Echoes of the 2007 Financial Crisis
While some might compare the current AI boom to the Dot Com bubble of the early 2000s, other experts see a different historical parallel. Peter Atwater, an Adjunct Professor of Economics at William and Mary, likens the situation to the 2007 housing market collapse.
"What we saw at the top of the mortgage market was all of these conveyor belts of capital, money flowing from one party to another party to another party," Atwater told Gizmodo. "In many ways, we’re seeing the same developing web of capital flows across the AI space."
This creates a system where each company is dependent on the others to keep the capital flowing. A failure at any single point could trigger a cascade effect across the entire ecosystem. Atwater notes that in a bubble, both buyers and sellers tend to overcommit to stake a claim on a resource they believe will be scarce in the future.
"What we find over and over is that commitments are among the first obligations to be cut off once conditions change, once confidence begins to fall," he explained.
The Question of Real-World Adoption
Ultimately, the sustainability of the AI sector depends on whether its products find a profitable market. While adoption metrics seem impressive—OpenAI claims 10% of the world uses ChatGPT—the return on investment for businesses has been minimal so far.
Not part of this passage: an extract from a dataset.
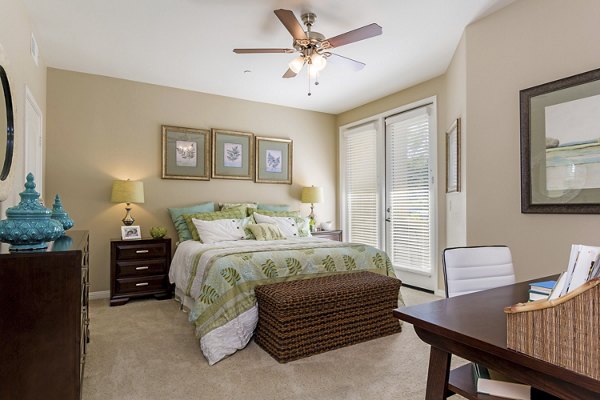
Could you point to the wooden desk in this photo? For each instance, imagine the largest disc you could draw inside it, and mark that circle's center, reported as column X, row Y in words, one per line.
column 473, row 327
A survey from the Massachusetts Institute of Technology found that 95% of companies that have tried to integrate generative AI tools have seen zero return on their investment. This suggests a major gap between the hype surrounding the technology and its practical, economic utility.
For now, investor confidence remains high, and the financial markets continue to fuel the cycle of investment. The AI industry is operating as if it has unlimited time to solve the monetization puzzle. However, if that confidence wanes, the pressure to deliver tangible profits will become immense.
The interconnected nature of these deals means that a downturn in the AI sector could have far-reaching consequences for the broader U.S. economy, which has become increasingly reliant on its growth. As Atwater observed, in a bull market, "‘Why?’ is the last question asked."